A 1-day-old baby boy was referred from a local obstetric clinic due to feeble crying, tachypnea, and tachycardia. Two-dimensional echocardiography with Doppler and multidetector computer tomography showed mirror-image type D interrupted aortic arch, conotruncal ventricular septal defect, and patent ductus arteriosus. Emergency cardiac surgery by a biventricular Norwood procedure was performed to relieve his symptom and sign of congestive heart failure successfully.
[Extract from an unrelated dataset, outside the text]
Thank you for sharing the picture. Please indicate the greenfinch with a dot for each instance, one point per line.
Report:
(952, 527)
Thymus could not be seen by surgical exploration of the superior mediastinum. Serum C-terminal parathyroid hormone was decreased to less than the normal lower limit. Cytogenetic analysis and fluorescence in situ hybridization study of blood revealed a deletion in chromosome 22q11.2. To the best of our knowledge, mirror-image type D interrupted aortic arch has never been reported in patients with the del22q11.2 syndrome in the English literature. This unusual aortic arch anomaly may provide us a new perspective in the spectrum of cardiovascular malformations in the del22q11.2 syndrome and advocate 22q11.2 deletion as one of the genetic causes of some rare aortic arch anomalies and their correspondent mirror-images.
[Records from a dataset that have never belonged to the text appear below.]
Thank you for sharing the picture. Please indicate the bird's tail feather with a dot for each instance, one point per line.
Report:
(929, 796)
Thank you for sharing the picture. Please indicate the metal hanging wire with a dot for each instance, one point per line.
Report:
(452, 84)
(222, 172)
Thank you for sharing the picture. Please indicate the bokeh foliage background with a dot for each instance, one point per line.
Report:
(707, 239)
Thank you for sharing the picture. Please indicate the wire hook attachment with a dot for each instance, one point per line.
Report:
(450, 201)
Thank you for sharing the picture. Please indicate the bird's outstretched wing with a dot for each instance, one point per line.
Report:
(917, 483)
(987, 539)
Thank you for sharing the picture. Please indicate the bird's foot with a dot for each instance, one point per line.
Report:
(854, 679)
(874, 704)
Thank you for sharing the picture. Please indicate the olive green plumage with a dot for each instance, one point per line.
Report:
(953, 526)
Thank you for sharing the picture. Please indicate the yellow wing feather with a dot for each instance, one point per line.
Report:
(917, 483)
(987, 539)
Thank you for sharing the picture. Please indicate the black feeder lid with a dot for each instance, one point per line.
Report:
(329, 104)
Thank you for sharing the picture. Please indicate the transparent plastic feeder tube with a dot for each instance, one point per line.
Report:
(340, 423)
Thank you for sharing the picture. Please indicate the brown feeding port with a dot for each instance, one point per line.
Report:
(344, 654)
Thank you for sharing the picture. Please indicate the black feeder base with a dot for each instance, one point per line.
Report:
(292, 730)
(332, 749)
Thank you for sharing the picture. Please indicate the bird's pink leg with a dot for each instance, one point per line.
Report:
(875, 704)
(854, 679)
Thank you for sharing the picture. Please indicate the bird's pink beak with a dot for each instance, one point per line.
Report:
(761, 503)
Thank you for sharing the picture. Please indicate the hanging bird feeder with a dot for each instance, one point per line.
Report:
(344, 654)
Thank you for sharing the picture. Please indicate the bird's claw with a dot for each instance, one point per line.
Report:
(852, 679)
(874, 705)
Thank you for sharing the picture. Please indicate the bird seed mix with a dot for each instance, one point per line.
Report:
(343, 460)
一名 1 日龄男婴因哭声微弱、呼吸急促和心动过速,从当地产科诊所转来。二维超声心动图结合多普勒和多排计算机断层扫描显示镜像型 D 型主动脉弓中断、圆锥动脉干间隔缺损和动脉导管未闭。通过双心室 Norwood 手术进行紧急心脏手术,成功缓解充血性心力衰竭的症状和体征。通过对纵隔上部的手术探查,未能看到胸腺。血清 C 末端甲状旁腺激素降至低于正常值下限。血液的细胞遗传学分析和荧光原位杂交研究显示染色体 22q11.2 缺失。据我们所知,镜像型 D 型主动脉弓中断在英文文献中从未在 del22q11.2 综合征患者中报道过。这种不常见的主动脉弓异常可能为我们提供了一个新的视角,即 del22q11.2 综合征中心血管畸形的范围,并提倡 22q11.2 缺失是一些罕见的主动脉弓异常及其相应镜像的遗传原因之一。